Computational imaging/Madabhushi team takes home honors at SPIE Medical Imaging 2014

Anant Madabhushi
Anant Madabhushi, senior author on the study

A Center of Computational Imaging and Personalized Diagnostics (CCIPD) team and group led by Anant Madabhushi won four awards for different papers presented at the SPIE Medical Imaging 2014 meeting in San Diego, Feb. 15-19. SPIE is an international society advancing an interdisciplinary approach to the science and application of light.

Geert Litjens, a former visiting graduate student at CCIPD, was awarded runner-up for the Robert F Wagner Best Student paper at SPIE Medical Imaging for his manuscript titled “Distinguishing benign confounding treatment changes from residual prostate cancer on MRI following laser ablation.” Anant Madabhushi, associate professor of biomedical engineering and member of the Case Comprehensive Cancer Center, was the senior author on the study, which also included Robin Elliot from the Case Institute of Pathology and Satish Viswanath, research assistant professor in the Department of Biomedical Engineering.

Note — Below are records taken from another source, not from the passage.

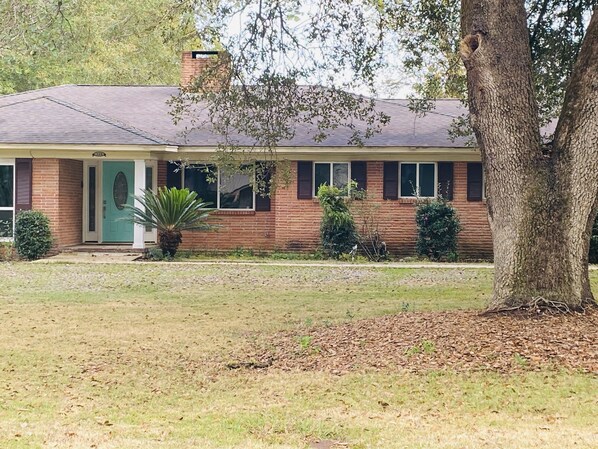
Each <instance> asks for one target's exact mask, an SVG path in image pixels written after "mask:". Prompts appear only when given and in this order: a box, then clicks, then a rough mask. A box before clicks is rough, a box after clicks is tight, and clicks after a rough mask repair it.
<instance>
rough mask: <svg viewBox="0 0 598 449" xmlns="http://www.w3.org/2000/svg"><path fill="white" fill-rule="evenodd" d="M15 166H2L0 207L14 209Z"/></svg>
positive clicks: (1, 170) (0, 192) (0, 178)
mask: <svg viewBox="0 0 598 449" xmlns="http://www.w3.org/2000/svg"><path fill="white" fill-rule="evenodd" d="M12 189H13V166H12V165H0V207H12V198H13V190H12Z"/></svg>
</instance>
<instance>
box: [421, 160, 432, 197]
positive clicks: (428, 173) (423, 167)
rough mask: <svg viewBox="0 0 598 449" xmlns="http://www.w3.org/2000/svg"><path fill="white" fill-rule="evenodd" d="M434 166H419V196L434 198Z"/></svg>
mask: <svg viewBox="0 0 598 449" xmlns="http://www.w3.org/2000/svg"><path fill="white" fill-rule="evenodd" d="M434 168H435V165H434V164H419V195H420V196H430V197H431V196H434V171H435V170H434Z"/></svg>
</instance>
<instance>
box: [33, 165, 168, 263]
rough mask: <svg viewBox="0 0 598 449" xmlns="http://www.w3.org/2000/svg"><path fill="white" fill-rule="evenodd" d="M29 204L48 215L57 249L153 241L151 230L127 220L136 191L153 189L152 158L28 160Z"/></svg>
mask: <svg viewBox="0 0 598 449" xmlns="http://www.w3.org/2000/svg"><path fill="white" fill-rule="evenodd" d="M31 162H32V163H31V167H32V168H31V193H32V195H31V196H32V201H31V207H32V208H33V209H37V210H40V211H42V212H44V213H45V214H46V215H47V216H48V218H49V219H50V223H51V227H52V233H53V236H54V239H55V243H56V247H57V249H58V250H59V251H71V252H72V251H74V250H75V249H76V250H85V251H88V250H90V249H91V248H92V247H93V246H94V245H95V246H96V249H99V250H102V251H103V250H104V249H107V250H109V251H110V252H117V251H120V250H123V251H131V250H132V249H136V250H139V252H143V249H144V248H145V247H146V245H148V244H153V243H155V242H156V239H157V233H156V231H155V230H152V229H145V228H144V227H142V226H138V225H134V224H133V223H132V222H131V221H129V220H127V217H128V216H129V211H128V210H127V208H126V207H125V205H135V206H140V204H139V203H138V202H136V200H135V199H134V195H140V194H141V193H142V190H143V189H156V187H157V177H158V176H157V168H158V161H156V160H96V159H49V158H39V159H32V161H31Z"/></svg>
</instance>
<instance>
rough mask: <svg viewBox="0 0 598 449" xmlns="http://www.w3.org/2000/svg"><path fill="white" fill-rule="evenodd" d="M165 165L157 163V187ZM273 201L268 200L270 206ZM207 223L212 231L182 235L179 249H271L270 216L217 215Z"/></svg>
mask: <svg viewBox="0 0 598 449" xmlns="http://www.w3.org/2000/svg"><path fill="white" fill-rule="evenodd" d="M166 169H167V163H166V161H160V162H158V186H163V185H166ZM274 203H275V200H274V198H273V199H272V200H271V204H272V207H273V206H274ZM210 223H211V224H213V225H215V229H214V230H213V231H207V232H204V231H193V232H185V233H183V244H182V248H183V249H189V250H193V251H217V250H224V251H227V250H233V249H237V248H251V249H255V250H272V249H274V212H273V211H271V212H254V211H241V210H240V211H219V212H216V213H215V214H214V215H213V218H212V219H211V220H210Z"/></svg>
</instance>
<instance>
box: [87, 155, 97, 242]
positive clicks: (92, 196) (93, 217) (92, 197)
mask: <svg viewBox="0 0 598 449" xmlns="http://www.w3.org/2000/svg"><path fill="white" fill-rule="evenodd" d="M88 190H89V191H88V193H87V194H88V197H87V200H88V204H89V215H88V222H89V229H88V230H89V232H95V230H96V168H95V167H89V189H88Z"/></svg>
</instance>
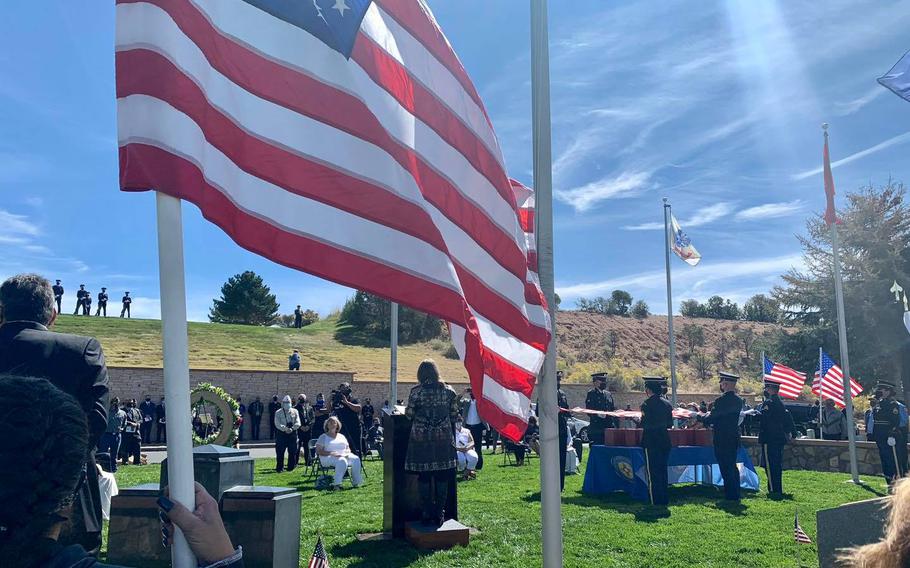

Eileen Hwang, a former visiting undergraduate student at CCIPD, won the Cum Laude Award for her poster “Spectral embedding based registration (SERg) aligning multimodal prostate histology and MRI.” Madabhushi was the senior author on this study, which also included post-doctoral fellow Mirabela Rusu.

Pallavi Tiwari, research assistant professor of biomedical engineering, won an honorable mention award for her poster entitled “Computerized image analysis for texture descriptors in multi-parametric MRI to distinguish recurrent brain tumors from radiation necrosis.” Madabhushi was the senior author on this study, which also included Prateek Prasanna, graduate student in the Department of Biomedical Engineering, along with Case Comprehensive Cancer Center members Lisa Rogers, Mark Cohen, Leo Wolansky and Andrew Sloan.

Tiwari and Madabhushi also won the Cum Laude Award for her poster “Identifying MRI markers to evaluate early treatment-related changes post-laser ablation for cancer pain management.” This work was done jointly with Shabbar Danish at Rutgers University.